Tim: I think the original essay was "The Singularities of Gravitational Collapse and Cosmology" published around 1970 by Stephen Hawking and Roger Penrose. Einstein's general relativity equations dictated that all the matter and energy in the universe are expanding outward from a singularity (a point of zero volume); Hawking and Penrose extended general relativity to include the dimensions of space and time. The space-time theory of general relativity has developed its own literature. As far as I know, it's universally accepted by physicists, astronomers, and cosmologists.

Timothy Mills said...

Hmm... I remain skeptical, but have no good basis for dissent, so I will concede the point for now.

However, I have another objection. (I know, you were hoping I'd say that, weren't you?)

You say that "To limit this intuition to physical processes would be a case of special pleading; there's no reason why it wouldn't apply to the beginning of the universe." I disagree.

The Wikipedia article on special pleading suggests that "In philosophy, it is assumed that wherever a distinction is claimed, a relevant basis for the distinction should exist and be substantiated. Special pleading is a subversion of this assumption." Let me argue for a relevant basis for this distinction.

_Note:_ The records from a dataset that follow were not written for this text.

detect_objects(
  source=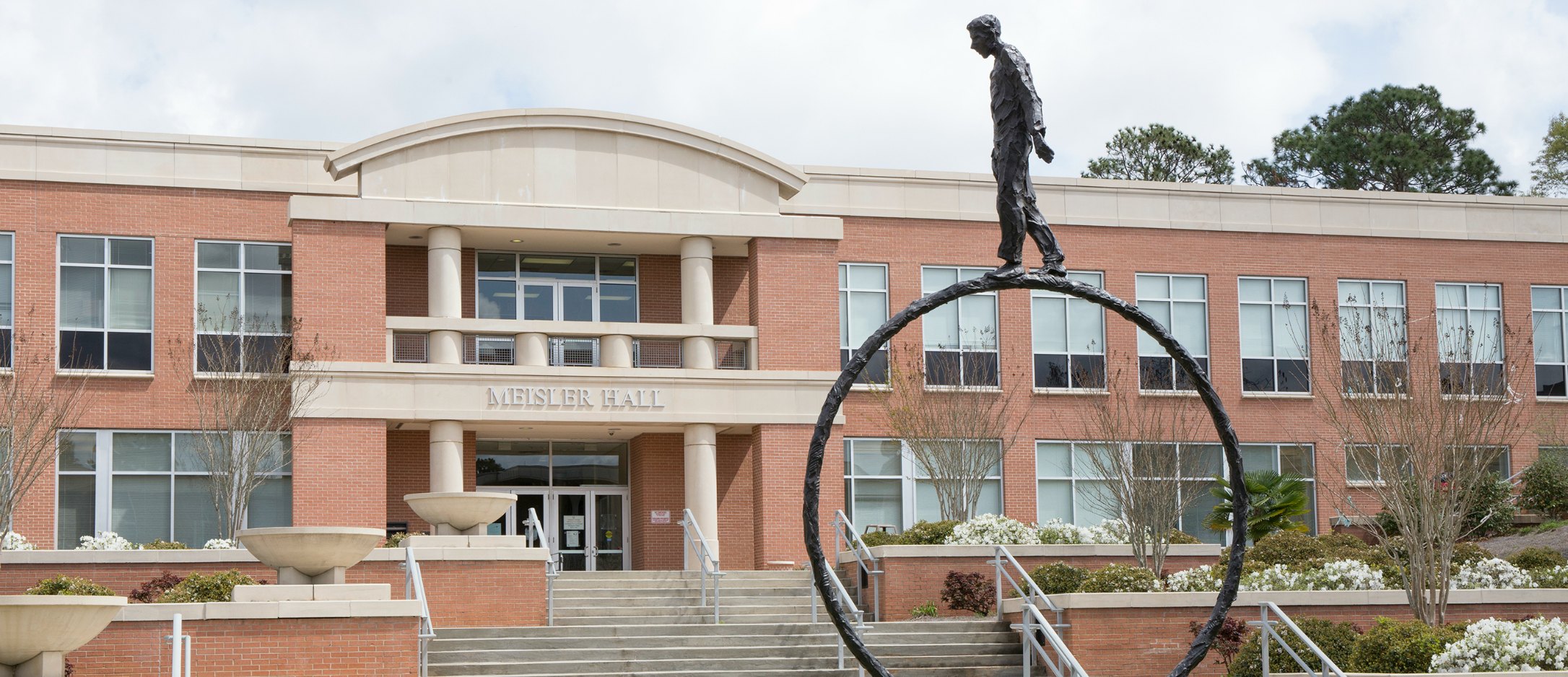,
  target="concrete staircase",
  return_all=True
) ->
[430,572,1022,677]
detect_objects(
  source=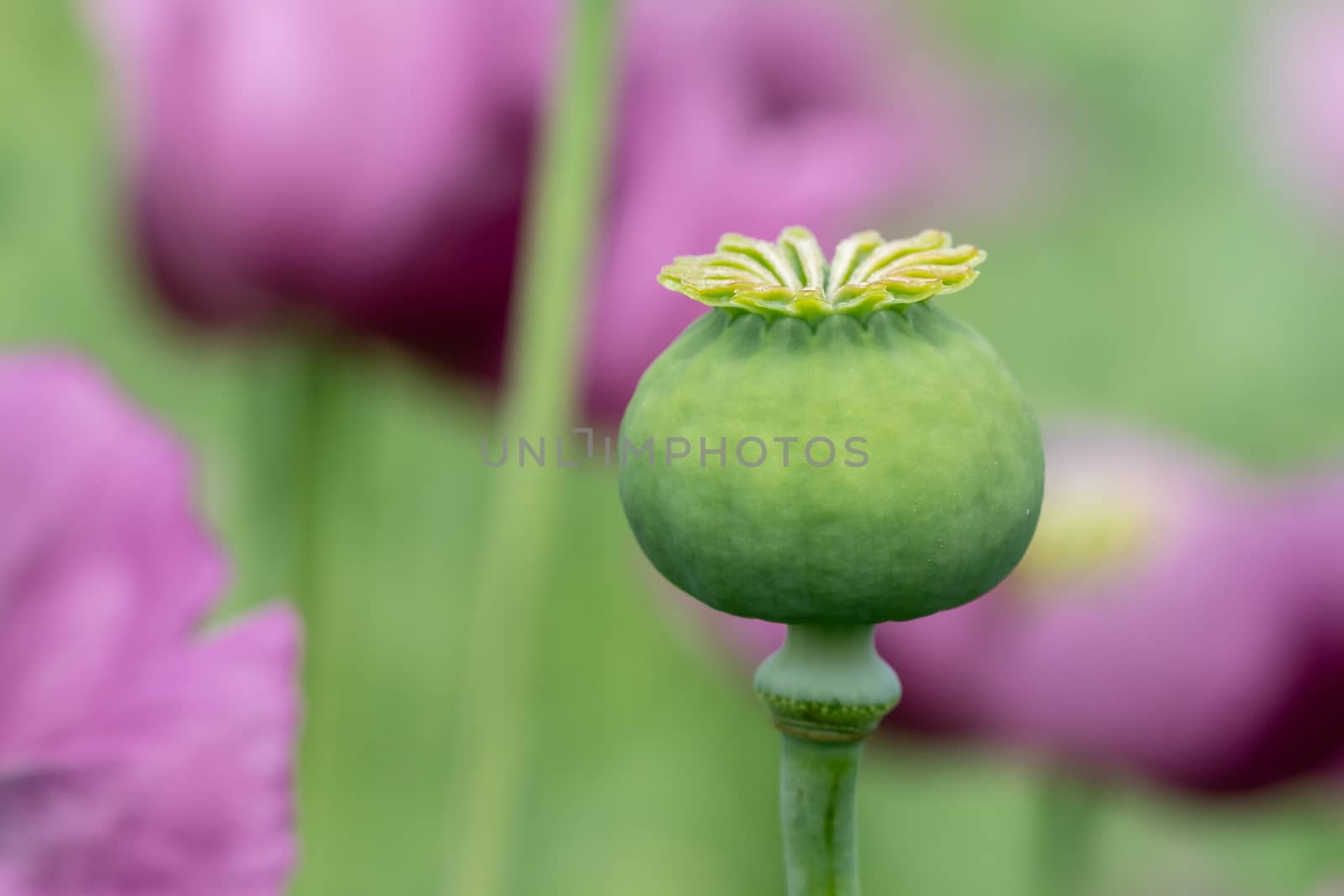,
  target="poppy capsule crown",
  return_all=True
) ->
[620,227,1044,626]
[659,227,985,321]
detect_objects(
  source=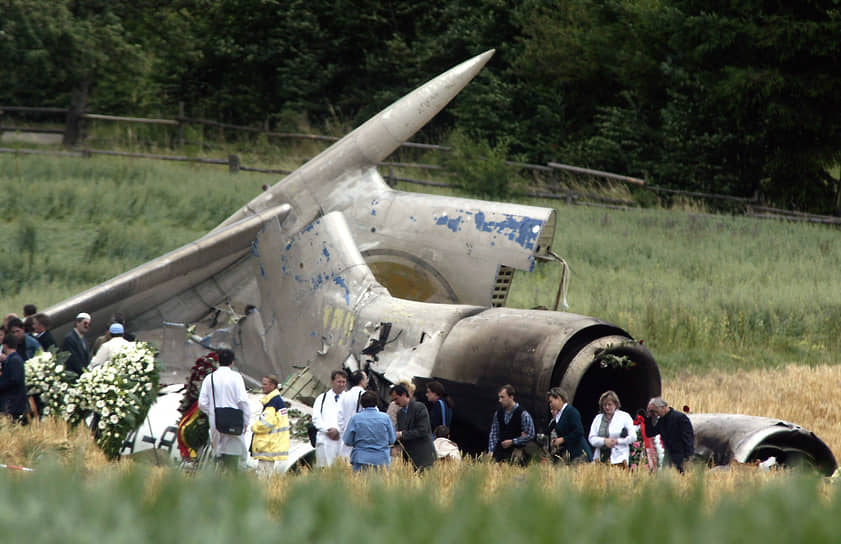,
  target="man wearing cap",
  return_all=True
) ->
[91,323,132,368]
[61,312,91,375]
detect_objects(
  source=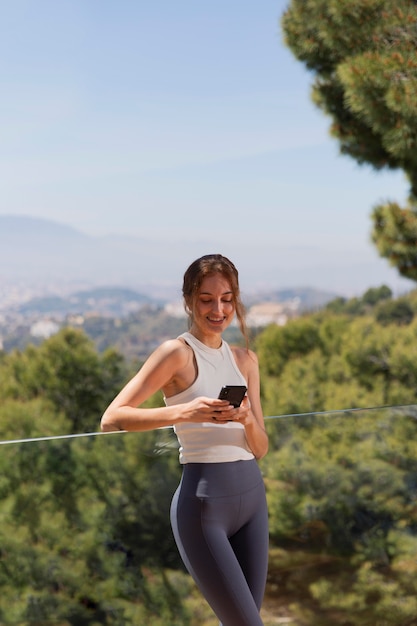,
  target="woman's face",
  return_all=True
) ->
[191,274,235,338]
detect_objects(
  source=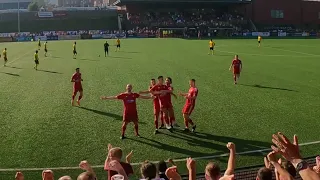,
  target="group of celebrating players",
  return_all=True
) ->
[2,36,248,139]
[71,68,198,139]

Our intuitions about causality are derived exclusively from spatio-temporal events. There is no obvious reason why these intuitions should extend to non-spatio-temporal phenomena, such as the border between nihilo and the Big Bang.

Consider also that, through most of human history, the intuition that objects in motion tend to come to rest was quite justified. It works anywhere on Earth that people happen to be. But it fails when you reach the effectively frictionless environment beyond our atmosphere.

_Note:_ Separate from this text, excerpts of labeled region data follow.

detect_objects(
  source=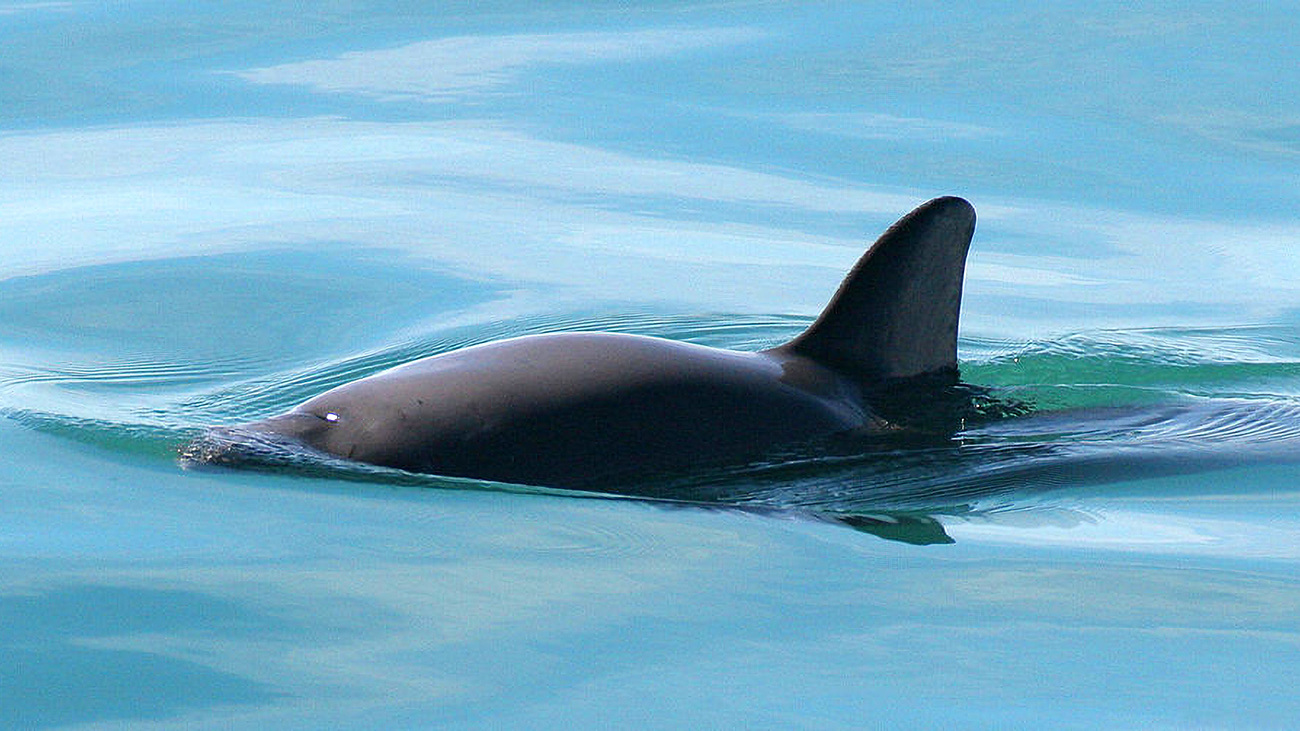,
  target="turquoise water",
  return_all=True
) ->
[0,0,1300,728]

History is littered with the broken shells of egocentric intuitions, shattered by contact with the new and alien. So until you can demonstrate to me that this causality intuition should apply beyond the spatio-temporal realm in which it has been exclusively formed and trained, I will reserve judgement.

Timothy Mills said...

Looking back on my tendency to polarize against your position, Jim, I think it is worth mentioning that I find first-cause arguments to be one of the two most plausible lines of arguments in support of the possible existence of a supernatural creator being. Slightly ahead of them in my mind are fine-tuning arguments.

Together, they give me pause. They do not persuade me, and they certainly do not point to a personal being of the sort that most religions posit, but they do encourage me to avoid outright rejection of the god-hypothesis as untenable.

I remain an atheist, as I still lack positive god-belief, but I am an agnostic atheist.